Fernsehen: Für Oliver Hirschbiegel muss Berlin schön grau und trüb sein

Der Erfolgsregisseur hat einen Dreiteiler über Ost- und West-Berlin gedreht. Und erinnert sich an seine ersten Erfahrungen in Berlin.

Gerade erst ist mit "Charité" ein großes Historien-Event in der ARD angelaufen, da kommt schon das nächste im ZDF, übrigens auch von Nico Hofmann produziert: "Der gleiche Himmel", eine Ost-West-Geschichte mit großer Starbesetzung: Jörg Schüttauf spielt einen Stasi-Offizier, Tom Schilling seinen Sohn, der 1974 als Romeo in den Westen geschleust wird, Ben Becker ist sein Mittelsmann dort und Anja Kling eine Mutter, deren Tochter in Ost-Berlin als Olympia-Hoffnung gedopt wird. Regie führte Oliver Hirschbiegel, seit Filmen wie "Das Experiment" oder "Der Untergang" ein Spezialist für Nervenkitzel in Extremsituationen. Wir trafen den Filmemacher, der zwischen Wien und London pendelt, in seinem Lieblingshotel in Berlin, dem Kempinski. "Immer wieder ein schöner Ort", wie er meint.

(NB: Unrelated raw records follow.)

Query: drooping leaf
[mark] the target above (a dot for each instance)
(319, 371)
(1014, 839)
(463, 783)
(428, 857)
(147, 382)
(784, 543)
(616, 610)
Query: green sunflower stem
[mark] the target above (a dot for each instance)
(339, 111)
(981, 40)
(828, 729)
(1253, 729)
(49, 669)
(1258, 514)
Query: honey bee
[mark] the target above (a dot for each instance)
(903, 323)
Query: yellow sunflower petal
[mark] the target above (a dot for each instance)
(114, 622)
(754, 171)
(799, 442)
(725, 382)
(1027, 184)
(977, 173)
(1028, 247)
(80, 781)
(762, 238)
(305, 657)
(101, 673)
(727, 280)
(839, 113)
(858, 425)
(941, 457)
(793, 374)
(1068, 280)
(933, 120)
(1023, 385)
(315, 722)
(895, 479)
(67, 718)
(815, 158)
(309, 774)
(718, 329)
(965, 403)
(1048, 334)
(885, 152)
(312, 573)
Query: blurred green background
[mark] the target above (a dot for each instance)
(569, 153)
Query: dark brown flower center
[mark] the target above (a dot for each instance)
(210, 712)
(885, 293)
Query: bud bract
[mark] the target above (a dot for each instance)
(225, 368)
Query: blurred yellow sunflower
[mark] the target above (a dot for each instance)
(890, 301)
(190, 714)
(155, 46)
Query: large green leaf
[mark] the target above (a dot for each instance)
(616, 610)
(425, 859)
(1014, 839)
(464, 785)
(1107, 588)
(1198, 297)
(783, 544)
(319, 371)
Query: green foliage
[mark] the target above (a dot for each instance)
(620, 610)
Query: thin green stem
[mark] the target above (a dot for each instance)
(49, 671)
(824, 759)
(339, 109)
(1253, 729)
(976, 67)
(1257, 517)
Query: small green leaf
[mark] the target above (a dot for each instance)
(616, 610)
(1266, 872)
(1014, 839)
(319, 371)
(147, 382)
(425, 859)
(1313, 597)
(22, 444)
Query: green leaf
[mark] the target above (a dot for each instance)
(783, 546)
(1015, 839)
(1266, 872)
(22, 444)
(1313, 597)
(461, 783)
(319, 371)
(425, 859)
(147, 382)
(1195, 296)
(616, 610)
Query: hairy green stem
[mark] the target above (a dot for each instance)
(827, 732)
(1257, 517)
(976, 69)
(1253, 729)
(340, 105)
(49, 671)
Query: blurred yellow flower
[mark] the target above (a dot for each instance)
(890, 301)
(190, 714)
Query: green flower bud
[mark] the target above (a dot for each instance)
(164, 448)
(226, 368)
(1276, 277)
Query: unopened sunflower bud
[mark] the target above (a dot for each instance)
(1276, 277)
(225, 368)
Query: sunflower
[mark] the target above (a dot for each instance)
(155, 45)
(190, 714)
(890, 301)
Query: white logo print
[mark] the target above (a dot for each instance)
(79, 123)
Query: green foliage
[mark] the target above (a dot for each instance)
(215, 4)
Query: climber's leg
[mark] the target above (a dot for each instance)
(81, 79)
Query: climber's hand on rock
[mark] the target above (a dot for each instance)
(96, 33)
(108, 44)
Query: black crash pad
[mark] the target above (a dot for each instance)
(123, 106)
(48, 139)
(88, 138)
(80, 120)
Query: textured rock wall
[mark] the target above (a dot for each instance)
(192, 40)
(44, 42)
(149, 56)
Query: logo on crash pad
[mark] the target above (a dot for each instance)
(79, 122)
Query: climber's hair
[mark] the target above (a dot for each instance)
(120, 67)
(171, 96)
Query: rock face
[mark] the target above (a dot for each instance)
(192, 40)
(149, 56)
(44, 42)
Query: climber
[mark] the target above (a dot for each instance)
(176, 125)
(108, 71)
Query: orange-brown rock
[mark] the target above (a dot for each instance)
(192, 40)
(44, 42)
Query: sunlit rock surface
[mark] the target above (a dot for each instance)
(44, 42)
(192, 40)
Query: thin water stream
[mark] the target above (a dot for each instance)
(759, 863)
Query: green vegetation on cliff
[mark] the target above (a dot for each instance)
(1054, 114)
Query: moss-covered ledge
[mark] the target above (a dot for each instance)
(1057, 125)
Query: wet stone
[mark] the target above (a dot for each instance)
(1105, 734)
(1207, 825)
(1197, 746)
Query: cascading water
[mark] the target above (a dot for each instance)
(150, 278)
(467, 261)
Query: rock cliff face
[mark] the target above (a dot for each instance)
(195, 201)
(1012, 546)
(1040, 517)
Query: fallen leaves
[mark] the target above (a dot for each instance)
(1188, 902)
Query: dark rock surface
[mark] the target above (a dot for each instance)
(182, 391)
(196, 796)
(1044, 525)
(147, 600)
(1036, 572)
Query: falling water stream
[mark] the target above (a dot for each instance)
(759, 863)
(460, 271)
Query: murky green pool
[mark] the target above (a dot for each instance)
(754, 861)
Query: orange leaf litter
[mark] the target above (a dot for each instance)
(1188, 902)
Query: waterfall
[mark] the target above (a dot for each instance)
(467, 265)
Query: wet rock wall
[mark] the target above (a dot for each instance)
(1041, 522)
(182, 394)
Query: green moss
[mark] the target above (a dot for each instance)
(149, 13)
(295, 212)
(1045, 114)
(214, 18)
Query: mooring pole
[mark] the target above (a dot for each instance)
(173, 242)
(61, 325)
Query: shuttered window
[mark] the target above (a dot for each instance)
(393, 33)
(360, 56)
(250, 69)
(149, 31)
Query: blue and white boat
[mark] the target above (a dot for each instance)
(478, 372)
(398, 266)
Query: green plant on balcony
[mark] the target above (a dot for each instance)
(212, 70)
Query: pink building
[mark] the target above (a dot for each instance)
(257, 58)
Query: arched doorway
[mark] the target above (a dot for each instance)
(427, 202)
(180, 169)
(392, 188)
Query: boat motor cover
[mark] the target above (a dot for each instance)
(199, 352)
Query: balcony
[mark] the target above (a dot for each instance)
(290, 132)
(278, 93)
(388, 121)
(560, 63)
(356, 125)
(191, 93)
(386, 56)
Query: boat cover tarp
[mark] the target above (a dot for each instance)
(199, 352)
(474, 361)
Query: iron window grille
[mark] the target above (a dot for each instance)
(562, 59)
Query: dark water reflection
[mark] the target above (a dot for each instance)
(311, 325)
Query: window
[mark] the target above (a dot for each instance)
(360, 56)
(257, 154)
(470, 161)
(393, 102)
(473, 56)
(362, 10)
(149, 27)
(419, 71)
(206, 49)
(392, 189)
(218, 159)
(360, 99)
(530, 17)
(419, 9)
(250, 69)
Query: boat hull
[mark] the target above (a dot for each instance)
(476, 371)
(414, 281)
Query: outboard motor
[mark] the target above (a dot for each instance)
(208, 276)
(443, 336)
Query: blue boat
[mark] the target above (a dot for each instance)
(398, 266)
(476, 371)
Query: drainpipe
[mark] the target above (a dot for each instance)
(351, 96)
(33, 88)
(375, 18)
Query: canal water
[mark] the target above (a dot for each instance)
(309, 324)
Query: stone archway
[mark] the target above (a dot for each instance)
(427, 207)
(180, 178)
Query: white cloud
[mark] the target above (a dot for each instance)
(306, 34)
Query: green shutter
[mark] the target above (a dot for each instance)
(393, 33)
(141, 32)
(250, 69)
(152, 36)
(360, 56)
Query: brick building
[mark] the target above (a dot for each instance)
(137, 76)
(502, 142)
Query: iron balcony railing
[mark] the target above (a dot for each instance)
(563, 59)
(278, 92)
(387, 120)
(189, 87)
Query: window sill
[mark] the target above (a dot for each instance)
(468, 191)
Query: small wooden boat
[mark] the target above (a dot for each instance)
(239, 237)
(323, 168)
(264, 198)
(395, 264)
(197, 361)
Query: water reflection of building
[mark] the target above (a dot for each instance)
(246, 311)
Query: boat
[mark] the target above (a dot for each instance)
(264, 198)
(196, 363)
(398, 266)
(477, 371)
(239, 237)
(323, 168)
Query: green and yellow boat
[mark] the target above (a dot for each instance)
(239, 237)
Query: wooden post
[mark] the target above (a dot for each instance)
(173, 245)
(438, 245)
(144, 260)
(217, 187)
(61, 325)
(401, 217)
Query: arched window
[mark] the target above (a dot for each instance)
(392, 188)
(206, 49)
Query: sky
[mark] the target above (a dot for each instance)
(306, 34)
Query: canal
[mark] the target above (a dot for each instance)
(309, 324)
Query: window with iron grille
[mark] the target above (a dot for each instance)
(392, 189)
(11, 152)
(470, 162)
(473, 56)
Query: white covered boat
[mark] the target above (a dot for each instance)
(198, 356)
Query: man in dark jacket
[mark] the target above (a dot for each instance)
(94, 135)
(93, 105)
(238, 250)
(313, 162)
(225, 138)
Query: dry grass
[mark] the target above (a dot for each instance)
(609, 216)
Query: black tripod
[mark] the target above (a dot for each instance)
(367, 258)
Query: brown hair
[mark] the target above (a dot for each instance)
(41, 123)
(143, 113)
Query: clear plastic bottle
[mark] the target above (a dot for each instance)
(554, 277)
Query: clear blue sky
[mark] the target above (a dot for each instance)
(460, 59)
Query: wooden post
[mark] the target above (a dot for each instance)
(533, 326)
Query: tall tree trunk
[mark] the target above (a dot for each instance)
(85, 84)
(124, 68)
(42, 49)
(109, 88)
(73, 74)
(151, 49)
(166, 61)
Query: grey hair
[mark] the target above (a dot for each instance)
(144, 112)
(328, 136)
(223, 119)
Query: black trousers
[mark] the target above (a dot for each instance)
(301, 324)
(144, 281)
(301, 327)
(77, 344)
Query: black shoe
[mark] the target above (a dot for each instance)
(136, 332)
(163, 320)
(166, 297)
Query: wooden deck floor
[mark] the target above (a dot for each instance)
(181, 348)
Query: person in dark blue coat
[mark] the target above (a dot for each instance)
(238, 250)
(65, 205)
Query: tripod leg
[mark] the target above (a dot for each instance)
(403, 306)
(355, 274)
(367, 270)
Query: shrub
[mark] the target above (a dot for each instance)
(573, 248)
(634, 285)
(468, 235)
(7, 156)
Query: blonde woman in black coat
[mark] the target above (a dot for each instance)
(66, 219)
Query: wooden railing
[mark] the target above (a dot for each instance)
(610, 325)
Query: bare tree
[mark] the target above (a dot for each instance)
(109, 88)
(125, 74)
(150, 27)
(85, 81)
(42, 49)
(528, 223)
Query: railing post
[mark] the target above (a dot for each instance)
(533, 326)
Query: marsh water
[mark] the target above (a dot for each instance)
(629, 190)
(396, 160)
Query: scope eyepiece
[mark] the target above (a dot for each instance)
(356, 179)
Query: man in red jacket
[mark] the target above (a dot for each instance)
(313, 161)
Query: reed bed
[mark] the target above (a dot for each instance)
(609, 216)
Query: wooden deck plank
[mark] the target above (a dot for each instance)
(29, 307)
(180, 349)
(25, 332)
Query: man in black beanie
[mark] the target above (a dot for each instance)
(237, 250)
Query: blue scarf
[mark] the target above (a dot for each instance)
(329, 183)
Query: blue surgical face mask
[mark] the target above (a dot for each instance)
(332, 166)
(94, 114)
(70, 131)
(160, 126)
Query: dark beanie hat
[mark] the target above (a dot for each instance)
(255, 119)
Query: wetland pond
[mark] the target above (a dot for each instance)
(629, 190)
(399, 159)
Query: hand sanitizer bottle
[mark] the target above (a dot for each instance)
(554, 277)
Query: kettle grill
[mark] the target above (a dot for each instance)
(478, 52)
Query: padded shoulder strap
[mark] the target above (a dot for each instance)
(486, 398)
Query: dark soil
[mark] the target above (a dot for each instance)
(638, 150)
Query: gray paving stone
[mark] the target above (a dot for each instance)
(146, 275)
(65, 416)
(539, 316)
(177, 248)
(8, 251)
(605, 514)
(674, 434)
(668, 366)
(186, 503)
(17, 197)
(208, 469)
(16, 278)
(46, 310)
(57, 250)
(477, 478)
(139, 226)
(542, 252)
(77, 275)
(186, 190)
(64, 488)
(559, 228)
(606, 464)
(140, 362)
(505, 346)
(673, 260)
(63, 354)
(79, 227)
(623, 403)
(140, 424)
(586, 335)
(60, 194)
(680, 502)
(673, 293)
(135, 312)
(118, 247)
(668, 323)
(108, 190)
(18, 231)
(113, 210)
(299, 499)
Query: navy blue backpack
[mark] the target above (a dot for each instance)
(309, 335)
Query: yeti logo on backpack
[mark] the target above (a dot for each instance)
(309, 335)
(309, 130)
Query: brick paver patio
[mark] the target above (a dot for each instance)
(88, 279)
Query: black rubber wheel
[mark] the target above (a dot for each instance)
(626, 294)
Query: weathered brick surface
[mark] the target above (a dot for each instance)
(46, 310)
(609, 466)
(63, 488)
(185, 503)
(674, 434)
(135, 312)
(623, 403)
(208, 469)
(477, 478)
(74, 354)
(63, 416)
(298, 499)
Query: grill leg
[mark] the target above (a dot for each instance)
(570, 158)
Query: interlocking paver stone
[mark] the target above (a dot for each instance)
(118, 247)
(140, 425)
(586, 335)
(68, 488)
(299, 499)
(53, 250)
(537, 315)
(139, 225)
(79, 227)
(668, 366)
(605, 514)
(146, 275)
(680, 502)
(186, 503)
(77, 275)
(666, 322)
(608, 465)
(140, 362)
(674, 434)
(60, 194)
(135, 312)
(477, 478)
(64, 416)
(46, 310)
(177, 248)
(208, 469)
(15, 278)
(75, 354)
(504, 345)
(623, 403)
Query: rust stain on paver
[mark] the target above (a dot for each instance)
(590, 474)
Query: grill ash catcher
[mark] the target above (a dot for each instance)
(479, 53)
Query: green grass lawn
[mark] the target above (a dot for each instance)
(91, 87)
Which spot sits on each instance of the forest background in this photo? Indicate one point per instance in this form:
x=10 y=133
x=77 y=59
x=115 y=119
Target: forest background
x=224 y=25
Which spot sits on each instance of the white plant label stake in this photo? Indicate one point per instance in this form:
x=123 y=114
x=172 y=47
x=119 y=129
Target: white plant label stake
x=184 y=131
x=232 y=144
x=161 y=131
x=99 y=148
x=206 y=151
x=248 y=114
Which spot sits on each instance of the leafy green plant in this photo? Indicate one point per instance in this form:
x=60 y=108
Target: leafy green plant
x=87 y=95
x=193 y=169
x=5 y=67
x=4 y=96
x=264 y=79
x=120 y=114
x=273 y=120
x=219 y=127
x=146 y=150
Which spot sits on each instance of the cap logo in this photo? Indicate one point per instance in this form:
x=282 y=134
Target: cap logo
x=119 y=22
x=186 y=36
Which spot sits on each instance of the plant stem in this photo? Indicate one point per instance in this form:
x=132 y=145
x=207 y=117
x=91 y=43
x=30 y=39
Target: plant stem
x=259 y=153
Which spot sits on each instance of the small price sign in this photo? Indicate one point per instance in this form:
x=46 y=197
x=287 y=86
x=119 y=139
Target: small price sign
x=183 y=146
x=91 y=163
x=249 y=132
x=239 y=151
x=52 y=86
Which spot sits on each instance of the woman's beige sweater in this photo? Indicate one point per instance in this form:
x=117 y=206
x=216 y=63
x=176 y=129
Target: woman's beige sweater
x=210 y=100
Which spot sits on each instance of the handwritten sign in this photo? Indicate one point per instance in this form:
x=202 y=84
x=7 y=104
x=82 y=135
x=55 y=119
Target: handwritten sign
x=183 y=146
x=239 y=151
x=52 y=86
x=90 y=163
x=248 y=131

"Der gleiche Himmel" handelt von Romeos, Staatsdoping und einen Fluchtversuch: Jedes für sich wäre Stoff genug für einen Dreiteiler. Ist das nicht etwas zu viel auf einmal?

Oliver Hirschbiegel: Es geht nicht nur um eine Spionage-Intrige, es ist die Geschichte einer geteilten Familie mit Handlungssträngen im Osten und Westen. Das ist schon sehr dicht geschrieben, aber wenn Sie schauen, was im Seriensegment in den letzten Jahren passiert ist, hält das schon Schritt mit dem internationalen Standard.

Was den Zuschauer überraschen wird: Die Geschichten werden nicht auserzählt, stattdessen gibt es einen gemeinen Cliffhanger. War kein Geld mehr für einen vierten Teil oder spekulieren Sie auf eine Fortsetzung?